Again, choosing this option converts the individual plan DVH on its respective structure set directly to BED/EQD2 and sums the constraint values directly. This applies for Dose Max, Min, Mean, Median type constraints ONLY.

This method will match the usual convention of summing “worst-case scenario” dose (i.e. hottest DMax from each plan even if they are in different parts of the body) so it can be easily verified and is generally the most conservative way to plan. Still, it is less accurate to the actual total dose.

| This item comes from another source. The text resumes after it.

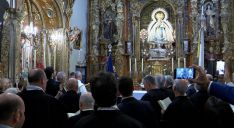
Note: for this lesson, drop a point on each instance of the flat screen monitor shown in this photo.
(220, 67)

This is the most common method clinics currently use to evaluate dose from different scans or different treatment courses, as it has the benefit of allowing them to sum dose from prior plans that may not have a DVH calculated, and a single dose is assumed from a previous treatment.

 

One Last Thing: Setting User-Defined Threshold to Ignore BED/EQD2

Within the ClearCheck Administration application, under the “Settings” tab, a checkbox allows the users to enable a range of fraction doses within which BED/EQD2 calculations will be ignored.

Conclusion

Biologically effective dose can be a powerful tool for quantitative analysis when comparing the relative value of various fractionation schemes. However, as noted in the previous post, it is based on the linear-quadratic model, which has underlying assumptions that are important to understand, such as negligible cell proliferation, patient-specific characteristics, and vascular pathology. Therefore, clinical judgment should always be used to evaluate the values and metrics provided by ClearCheck or any other software.